It was 100 years ago this Sunday, October 16th, that Margaret Sanger opened her first family planning and birth control clinic in Brownsville, Brooklyn. Although Sanger’s groundbreaking clinic wasn’t in Greenwich Village, its politics were very much of the neighborhood, and in fact were fostered by Sanger’s deep involvement with many radical and progressive movements centered in Greenwich Village at the time.
In 1911, Margaret moved with her husband William Sanger to New York City from the Hudson River Valley. She worked as a nurse on the Lower East Side, while William was an architect. Both were deeply invested in leftist ideology, and so Greenwich Village called to them. The Sangers lived in Village for at least part of their New York City career (in 1921 she listed 346 West 14th Street as her address, and later, 39 Fifth Avenue), and Margaret certainly knew that that’s where the frank, progressive conversations were happening.
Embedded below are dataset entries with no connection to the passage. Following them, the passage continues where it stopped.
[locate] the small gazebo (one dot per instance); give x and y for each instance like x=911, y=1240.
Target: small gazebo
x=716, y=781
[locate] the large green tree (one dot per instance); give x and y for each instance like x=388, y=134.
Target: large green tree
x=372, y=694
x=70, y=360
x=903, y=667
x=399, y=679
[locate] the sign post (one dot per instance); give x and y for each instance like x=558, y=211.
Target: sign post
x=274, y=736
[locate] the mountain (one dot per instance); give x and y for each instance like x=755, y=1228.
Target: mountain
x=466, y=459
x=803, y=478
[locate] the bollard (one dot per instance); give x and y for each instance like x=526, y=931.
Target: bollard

Moved by the tragedy of the Triangle Shirtwaist Factory Fire in Greenwich Village, she threw herself into the social and political activity of the early 20th century Village, joining the Women’s Committee of the New York Socialist party, participating in actions with the Industrial Workers of the World (including the notable 1912 Lawrence Textile Strike and the 1913 Paterson Silk Strike). She influenced and was influenced by many of the noted intellectuals, artists and activists of the Village at the time, including John Reed, Upton Sinclair, and Emma Goldman, with whom she was particularly strongly associated.
It was in the Village that Sanger became deeply involved with the nascent feminism movement. She believed that women were kept in the dark, purposely kept uneducated and disempowered by a lack of options and education. Sanger believed strongly in changing that. She presented at meetings of the Heterodoxy Club (a Village women’s group dedicated to discourse on radical feminism and women’s suffrage), discussed sexual politics with fellow patrons at Polly’s Restaurant, and attended Mabel Dodge‘s famous 5th Avenue salon. Free love and unorthodox relationships were in the air in pre-War Village, but so was education, empowerment, and social change. Sanger believed in arming women of all ages with the knowledge necessary to make decisions about their bodies and their futures, and Village society was ripe to help Sanger strengthen those convictions and act on those beliefs.
Sanger also wrote columns in New York newspapers dispensing candid advice and information on women’s biology. In March 1914 she started her own women’s magazine called The Woman Rebel. It was also at this time that she coined and began to popularize the term “birth control.” Previously, there had been no one phrase to accurately refer to these issues – partly, of course, because the Comstock Laws made it illegal to distribute information on contraception or sex. Sanger’s work not only helped to educate the public but also to normalize these issues and breed comfort in their discussion. The Woman Rebel came under immediate fire from those anti-obscenity laws, but Sanger was not deterred. She published seven issues before the law eventually caught up to her, and she fled overseas to avoid facing trial.
Sanger’s time in the more liberal European countries was extremely educational, and it was there that she discovered methods of contraception which she believed would greatly benefit American women. In opposition to the law once again, Sanger began importing diaphragms to America from Europe. And on October 16th, 1916, she officially opened her first birth control clinic at 46 Amboy Street in Brooklyn. Sanger was immediately arrested, and upon her refusal to declare that she would respect the law going forward, she was sentenced in 30 days in a workhouse. This made national news, and it sparked a flurry of activism and fundraising that helped further the birth control movement nationwide.
In 1921, Sanger founded the American Birth Control League, which was located at 104 Fifth Avenue, just outside of the Village at 15th Street. In 1929, Sanger formed the National Committee on Federal Legislation for Birth Control to lobby to overturn restrictions on contraception. Their efforts bore fruit in 1936. A year later, Sanger became chairman of the newly formed Birth Control Council of America, and in 1946, Sanger helped found the International Committee on Planned Parenthood, which would eventually become the Planned Parenthood organization we know today. Sanger also opened a birth control research bureau which operated out of a West 16th Street townhouse from 1930 to the mid-1970’s.
Out of all that progressive foment in the bohemian Village, Margaret Sanger’s work for a more educated female population is undoubtedly among the most far reaching and influential. Although the morality and righteousness of her philosophies are still questioned, there’s no arguing that her tenacity and progressive ideals forever shaped the national conversation and landscape. Today, among fellow progressives, Sanger is a kind of saint, and people are still heralding her radical politics and unwavering efforts to affect change and improvement for women’s lives.
In light of Sunday’s centennial, lets take a moment this week to be thankful for the Village’s long history of social agitation and candid discourse. It is that atmosphere of innovation and progress that has touched so many aspects of our culture, and without the significant contributions of these places and the figures who occupied them, it’s hard to imagine where we’d be today.